Un processus très complexe

Ses diverses fèves, pourtant très variées, ne sentent pas grand-chose, si ce n’est quelques arômes floraux. Pour leur donner le fameux goût du chocolat noir, il faut leur faire subir un processus complexe. Dans une première phase, la cabosse est fendue et les fèves et les pulpes sont mises à fermenter. La première, anaérobique, est une fermentation alcoolique, la seconde aérobique, une fermentation acétique. L’acide acétique (celui qui fait le vinaigre) pénètre la fève, en modifie la structure interne. Il dégrade les protéines et l’amidon et forme les précurseurs des arômes de chocolat : les sucres et les acides animés.

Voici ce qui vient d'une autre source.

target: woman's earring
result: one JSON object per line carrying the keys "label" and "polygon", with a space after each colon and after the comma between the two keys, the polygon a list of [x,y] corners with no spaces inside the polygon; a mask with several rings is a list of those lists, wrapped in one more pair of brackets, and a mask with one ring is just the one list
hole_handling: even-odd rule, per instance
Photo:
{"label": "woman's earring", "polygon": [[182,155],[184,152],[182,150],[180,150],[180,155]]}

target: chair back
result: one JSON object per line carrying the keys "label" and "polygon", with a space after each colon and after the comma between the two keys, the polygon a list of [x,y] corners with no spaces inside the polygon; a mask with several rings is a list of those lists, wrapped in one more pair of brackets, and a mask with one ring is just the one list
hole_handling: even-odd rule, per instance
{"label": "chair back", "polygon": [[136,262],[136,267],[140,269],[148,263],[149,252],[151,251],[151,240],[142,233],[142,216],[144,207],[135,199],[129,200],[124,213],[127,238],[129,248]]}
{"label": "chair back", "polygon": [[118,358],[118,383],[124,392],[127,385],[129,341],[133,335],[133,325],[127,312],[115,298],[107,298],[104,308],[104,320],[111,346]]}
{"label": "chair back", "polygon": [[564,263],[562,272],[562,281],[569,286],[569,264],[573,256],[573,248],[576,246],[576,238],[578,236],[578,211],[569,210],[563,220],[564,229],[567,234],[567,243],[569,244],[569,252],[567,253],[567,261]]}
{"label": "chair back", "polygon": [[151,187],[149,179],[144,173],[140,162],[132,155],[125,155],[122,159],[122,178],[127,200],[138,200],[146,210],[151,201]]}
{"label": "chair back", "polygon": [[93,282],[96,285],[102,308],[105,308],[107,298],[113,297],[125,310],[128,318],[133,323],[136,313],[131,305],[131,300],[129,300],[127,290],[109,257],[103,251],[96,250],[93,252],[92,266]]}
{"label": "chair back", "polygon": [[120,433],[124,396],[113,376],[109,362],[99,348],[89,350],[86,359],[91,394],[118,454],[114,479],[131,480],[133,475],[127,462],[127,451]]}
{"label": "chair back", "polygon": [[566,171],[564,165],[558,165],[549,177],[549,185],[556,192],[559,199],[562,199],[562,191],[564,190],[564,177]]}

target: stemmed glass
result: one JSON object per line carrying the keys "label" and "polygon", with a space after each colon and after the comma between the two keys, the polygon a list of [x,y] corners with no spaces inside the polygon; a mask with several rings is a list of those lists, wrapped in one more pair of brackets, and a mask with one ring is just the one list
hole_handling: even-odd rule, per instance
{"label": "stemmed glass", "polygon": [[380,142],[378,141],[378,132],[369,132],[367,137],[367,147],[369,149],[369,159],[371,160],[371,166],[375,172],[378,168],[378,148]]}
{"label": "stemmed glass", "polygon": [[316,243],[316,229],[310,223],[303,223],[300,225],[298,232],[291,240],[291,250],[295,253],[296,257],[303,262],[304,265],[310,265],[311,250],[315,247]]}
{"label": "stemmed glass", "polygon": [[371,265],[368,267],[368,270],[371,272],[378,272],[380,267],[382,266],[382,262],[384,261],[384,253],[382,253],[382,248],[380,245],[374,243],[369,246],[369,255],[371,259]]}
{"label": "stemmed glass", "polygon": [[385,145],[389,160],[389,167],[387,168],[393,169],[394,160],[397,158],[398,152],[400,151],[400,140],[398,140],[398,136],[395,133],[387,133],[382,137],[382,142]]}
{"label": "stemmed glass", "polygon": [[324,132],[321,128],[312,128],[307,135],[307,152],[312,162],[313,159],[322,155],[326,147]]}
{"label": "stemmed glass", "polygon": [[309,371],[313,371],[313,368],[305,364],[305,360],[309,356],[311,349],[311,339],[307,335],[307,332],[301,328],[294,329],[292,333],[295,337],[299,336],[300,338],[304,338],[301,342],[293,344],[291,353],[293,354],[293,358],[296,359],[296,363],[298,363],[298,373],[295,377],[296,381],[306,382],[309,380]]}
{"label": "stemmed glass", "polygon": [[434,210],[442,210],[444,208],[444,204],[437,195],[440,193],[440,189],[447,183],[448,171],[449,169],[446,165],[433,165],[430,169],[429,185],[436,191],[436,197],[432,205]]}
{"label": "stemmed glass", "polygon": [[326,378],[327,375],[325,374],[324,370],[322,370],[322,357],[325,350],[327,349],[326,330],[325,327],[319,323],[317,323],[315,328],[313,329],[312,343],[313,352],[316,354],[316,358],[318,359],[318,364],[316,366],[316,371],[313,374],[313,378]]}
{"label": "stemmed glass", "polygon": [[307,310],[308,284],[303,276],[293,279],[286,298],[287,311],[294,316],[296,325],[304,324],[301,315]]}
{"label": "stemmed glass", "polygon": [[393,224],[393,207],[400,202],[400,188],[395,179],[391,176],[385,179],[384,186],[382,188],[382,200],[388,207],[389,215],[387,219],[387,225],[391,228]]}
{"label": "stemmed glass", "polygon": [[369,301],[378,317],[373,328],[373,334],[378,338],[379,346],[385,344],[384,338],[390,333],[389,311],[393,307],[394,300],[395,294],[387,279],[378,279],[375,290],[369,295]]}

Les fèves sont alors séchées et l’acide acétique est éliminé. Puis c’est le broyage et la torréfaction. Autre moment capital, la torréfaction enclenche une réaction extrêmement sophistiquée : la réaction de Maillard. C’est elle qui, en partant des sucres et des acides aminés, va engendrer les saveurs de noisette, de grillé, de caramel. Les quatre cents molécules responsables des arômes du chocolat sont alors en place.

Même réaction dans le cigare et dans le vin

Comment peut-on retrouver ces mêmes arômes de chocolat noir à la fois dans certains cigares et dans certains vins ? Bases de la réaction de Maillard, les protéines et les acides aminés sont naturellement présents à la fois dans les feuilles de tabac et dans le raisin. Or feuilles de tabac destinées aux cigares et les raisins dont on fait du vin passent par deux phases de fermentation qui sont en gros les mêmes. Mais donc, pourquoi des arômes chocolatés ? Dans les deux cas, ils apparaissent lors d’une surmaturation.

Quant au mécanisme en cause, les scientifiques n’en savent rien pour le moment, pas plus que les chimistes de l’industrie agroalimentaire qui cherchent à synthétiser les arômes de chocolat. Mais contrairement aux chimistes, savourer un cigare ou un vin aux arômes de chocolat suffit à notre bonheur. Et le fait que l’énigme ne soit pas entièrement élucidée n’est pas pour nous déplaire. Le mystère a le goût du chocolat noir.